• Welcome to Sitemap Generator Forum.
 

Problema running the script via Crontab

Started by webmaster254, July 03, 2012, 02:52:03 PM

Previous topic - Next topic

webmaster254

Hello Forum, I would like to discuss here a strange situation I am experiencing with XML-Sitemaps Standalone Generator.

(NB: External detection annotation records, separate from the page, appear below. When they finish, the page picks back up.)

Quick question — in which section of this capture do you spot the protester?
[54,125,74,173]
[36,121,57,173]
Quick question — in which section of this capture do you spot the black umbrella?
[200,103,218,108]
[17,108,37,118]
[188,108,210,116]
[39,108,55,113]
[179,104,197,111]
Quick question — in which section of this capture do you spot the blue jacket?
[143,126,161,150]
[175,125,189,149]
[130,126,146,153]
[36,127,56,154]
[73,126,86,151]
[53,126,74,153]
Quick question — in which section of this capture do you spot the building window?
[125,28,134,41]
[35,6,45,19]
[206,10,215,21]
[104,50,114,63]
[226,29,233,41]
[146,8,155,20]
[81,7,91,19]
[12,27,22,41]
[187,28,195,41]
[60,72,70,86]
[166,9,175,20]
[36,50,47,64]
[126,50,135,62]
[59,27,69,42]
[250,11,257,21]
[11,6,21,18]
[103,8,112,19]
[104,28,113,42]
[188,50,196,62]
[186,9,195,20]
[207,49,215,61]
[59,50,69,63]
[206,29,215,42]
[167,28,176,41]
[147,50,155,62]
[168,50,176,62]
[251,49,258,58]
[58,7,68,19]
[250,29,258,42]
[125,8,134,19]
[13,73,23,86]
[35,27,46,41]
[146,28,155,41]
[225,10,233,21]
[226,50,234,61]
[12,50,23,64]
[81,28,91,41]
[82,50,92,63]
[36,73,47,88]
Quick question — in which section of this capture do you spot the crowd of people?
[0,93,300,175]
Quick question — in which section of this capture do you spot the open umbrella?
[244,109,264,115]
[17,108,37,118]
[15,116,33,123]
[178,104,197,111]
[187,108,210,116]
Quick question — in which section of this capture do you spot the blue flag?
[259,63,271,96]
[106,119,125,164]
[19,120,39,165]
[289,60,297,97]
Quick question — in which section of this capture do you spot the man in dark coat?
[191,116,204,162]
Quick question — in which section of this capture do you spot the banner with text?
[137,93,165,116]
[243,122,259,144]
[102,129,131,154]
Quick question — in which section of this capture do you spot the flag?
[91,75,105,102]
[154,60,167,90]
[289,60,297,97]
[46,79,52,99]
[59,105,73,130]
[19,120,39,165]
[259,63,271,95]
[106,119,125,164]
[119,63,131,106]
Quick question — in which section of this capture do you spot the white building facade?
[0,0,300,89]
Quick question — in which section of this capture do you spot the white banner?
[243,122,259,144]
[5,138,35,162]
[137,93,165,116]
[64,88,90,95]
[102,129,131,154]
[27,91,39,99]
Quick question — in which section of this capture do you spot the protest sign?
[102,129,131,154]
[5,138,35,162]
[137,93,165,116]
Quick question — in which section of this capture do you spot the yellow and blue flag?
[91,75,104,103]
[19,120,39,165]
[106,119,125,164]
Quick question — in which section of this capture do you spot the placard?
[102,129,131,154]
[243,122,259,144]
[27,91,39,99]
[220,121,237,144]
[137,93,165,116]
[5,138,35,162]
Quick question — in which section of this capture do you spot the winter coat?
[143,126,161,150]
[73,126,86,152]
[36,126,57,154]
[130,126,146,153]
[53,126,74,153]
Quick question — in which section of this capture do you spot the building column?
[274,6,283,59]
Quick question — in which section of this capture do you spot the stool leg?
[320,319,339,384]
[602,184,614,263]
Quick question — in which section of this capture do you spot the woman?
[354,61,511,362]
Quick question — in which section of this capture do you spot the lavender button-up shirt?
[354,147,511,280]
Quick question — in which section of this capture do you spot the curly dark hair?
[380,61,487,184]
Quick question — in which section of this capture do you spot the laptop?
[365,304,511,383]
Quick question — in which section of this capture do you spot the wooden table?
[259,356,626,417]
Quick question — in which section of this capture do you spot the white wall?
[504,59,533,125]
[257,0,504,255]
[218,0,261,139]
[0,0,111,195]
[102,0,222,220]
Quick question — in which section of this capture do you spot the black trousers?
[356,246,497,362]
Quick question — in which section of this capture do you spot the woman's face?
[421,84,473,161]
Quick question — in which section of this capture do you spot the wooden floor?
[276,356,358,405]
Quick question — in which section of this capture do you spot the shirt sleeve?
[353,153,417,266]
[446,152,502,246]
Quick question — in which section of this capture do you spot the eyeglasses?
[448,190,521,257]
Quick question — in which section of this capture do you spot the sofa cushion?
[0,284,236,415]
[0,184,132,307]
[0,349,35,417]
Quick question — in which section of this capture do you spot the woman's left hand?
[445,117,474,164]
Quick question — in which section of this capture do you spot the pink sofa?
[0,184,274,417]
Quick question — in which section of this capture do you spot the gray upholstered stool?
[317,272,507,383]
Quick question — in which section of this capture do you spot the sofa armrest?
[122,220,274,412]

Firstly, the script is currently installed and fully working.

SCENARIO ONE
With the script installed, I manually run with a SSH session the following command:
/usr/bin/php /var/www/mysite.com/generator/runcrawl.php
The result is 2560 URL in sitemap.

SCENARIO TWO
The same script installed. I have set in CRONTAB the very same command:
/usr/bin/php /var/www/mysite.com/generator/runcrawl.php (the command runs at 3AM)
The result is 1950 URL in sitemap.

THE QUESTION IS: why running the very same script with a crontab command, it yields a less number of URL in sitemap?

XML-Sitemaps Support

Hello,

is the result consistent? i.e. if you run it in ssh session again, it will create 2560 URLs sitemap again?

webmaster254

Yes, everytime I run via SSH I get 2560 URLs.

XML-Sitemaps Support

Hello,

could you please PM me your generator URL and an example URL that is not included in sitemap and how it can be reached starting from homepage?

webmaster254

OKAY, start from the homepage:

1) [ External links are visible to forum administrators only ] then click on GIOCARE MODERNO
2) [ External links are visible to forum administrators only ] then click on Squadre FUORI CATALOGO
3) [ External links are visible to forum administrators only ] then click on SUCCESSIVO (the blu arrow for "next" 63 pages)

[ External links are visible to forum administrators only ]
THIS PAGE IS NOT in sitemap.

XML-Sitemaps Support

If you check the html source of the page, the pagination link looks like:
<a class="pagina_successiva" href="/page/1-20/2-20" title="Successivo">Successivo

i.e. points to domain root, and later it's corrected with javascript, which crawler bots will not see.